Correct me if I'm wrong, but

Zhang_Z_Intel — Tue, 30 Sep 2014 23:27:12 GMT

Correct me if I'm wrong, but it looks like the function you supplied, DC_TR_wrapper, spawns threads? If this is true, then you'd better link with sequential MKL instead of parallel MKL. This is because parallel MKL relies on OpenMP threading technology, which may not be compatible with those threads spawned by DC_TR_wrapper.

Can you try to make DC_TR_wrapper a single-threaded routine and try again? I'd expect there will be only one thread used. I still believe the djacobix routine in MKL is not threaded. So the 4 threads you saw before may actually come from DC_TR_wrapper.

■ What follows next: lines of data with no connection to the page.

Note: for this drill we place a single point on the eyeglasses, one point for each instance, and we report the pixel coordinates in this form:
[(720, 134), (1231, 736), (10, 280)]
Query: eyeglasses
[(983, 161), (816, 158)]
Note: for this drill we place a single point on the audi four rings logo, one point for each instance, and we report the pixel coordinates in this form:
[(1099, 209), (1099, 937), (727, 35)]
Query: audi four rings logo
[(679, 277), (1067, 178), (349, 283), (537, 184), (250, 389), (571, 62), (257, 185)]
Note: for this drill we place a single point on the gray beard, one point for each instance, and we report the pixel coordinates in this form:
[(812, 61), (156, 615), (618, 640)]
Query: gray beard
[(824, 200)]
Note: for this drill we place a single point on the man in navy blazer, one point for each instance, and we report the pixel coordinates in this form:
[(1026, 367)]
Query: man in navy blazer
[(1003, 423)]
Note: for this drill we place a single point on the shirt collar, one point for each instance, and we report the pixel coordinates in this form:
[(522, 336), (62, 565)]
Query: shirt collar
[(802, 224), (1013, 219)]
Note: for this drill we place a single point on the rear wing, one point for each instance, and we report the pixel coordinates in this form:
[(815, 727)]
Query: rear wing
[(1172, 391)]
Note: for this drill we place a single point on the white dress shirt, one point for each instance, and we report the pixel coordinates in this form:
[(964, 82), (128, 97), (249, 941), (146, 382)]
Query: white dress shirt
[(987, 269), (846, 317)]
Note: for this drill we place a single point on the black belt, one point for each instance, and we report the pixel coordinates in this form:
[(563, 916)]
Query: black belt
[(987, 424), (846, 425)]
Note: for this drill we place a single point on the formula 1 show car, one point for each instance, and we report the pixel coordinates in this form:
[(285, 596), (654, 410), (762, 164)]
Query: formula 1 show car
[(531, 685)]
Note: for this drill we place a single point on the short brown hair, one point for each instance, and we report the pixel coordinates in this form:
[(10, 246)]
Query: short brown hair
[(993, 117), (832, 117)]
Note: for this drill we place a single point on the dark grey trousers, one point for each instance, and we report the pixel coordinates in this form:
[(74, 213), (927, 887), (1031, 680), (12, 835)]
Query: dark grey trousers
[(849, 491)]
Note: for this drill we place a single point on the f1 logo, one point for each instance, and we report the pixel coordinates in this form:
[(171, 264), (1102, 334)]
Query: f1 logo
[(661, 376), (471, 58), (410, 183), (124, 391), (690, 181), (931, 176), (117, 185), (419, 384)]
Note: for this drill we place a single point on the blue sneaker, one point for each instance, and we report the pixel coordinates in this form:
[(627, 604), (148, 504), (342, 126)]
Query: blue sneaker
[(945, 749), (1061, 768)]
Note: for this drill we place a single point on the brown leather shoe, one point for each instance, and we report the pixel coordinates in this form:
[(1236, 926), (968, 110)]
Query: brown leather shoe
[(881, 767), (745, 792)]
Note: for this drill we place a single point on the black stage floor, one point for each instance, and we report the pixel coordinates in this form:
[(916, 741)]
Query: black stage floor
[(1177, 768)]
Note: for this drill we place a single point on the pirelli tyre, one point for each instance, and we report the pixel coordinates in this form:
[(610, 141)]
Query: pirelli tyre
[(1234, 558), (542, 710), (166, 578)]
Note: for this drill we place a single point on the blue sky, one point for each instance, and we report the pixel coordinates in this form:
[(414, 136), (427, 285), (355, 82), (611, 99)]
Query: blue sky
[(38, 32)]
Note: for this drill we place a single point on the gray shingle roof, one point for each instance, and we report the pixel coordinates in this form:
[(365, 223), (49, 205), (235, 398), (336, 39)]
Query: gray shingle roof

DC_TR_wrapper does not spawn

Maosi_C_ — Wed, 01 Oct 2014 01:08:35 GMT

DC_TR_wrapper does not spawn threads, it is just a wrapper of DC_thread_call for djacobix. I have another wrapper of DC_thread_call called "DC_thread_call_wrapper2", which can be used to spawn threads by myself. I can use all 12 threads by the following statements:

std::vector<std::thread> DC_Stage1_threads;

for (int iThr = 0; iThr < 12; iThr++) {

DC_Stage1_threads.push_back(std::thread(DC_thread_call_wrapper2, std::ref(x_OF_iT)));

}

x_OF_iT is an vector iterator that are used to pass some data.

But I cannot control whether djacobix uses threads and how many threads it actually uses.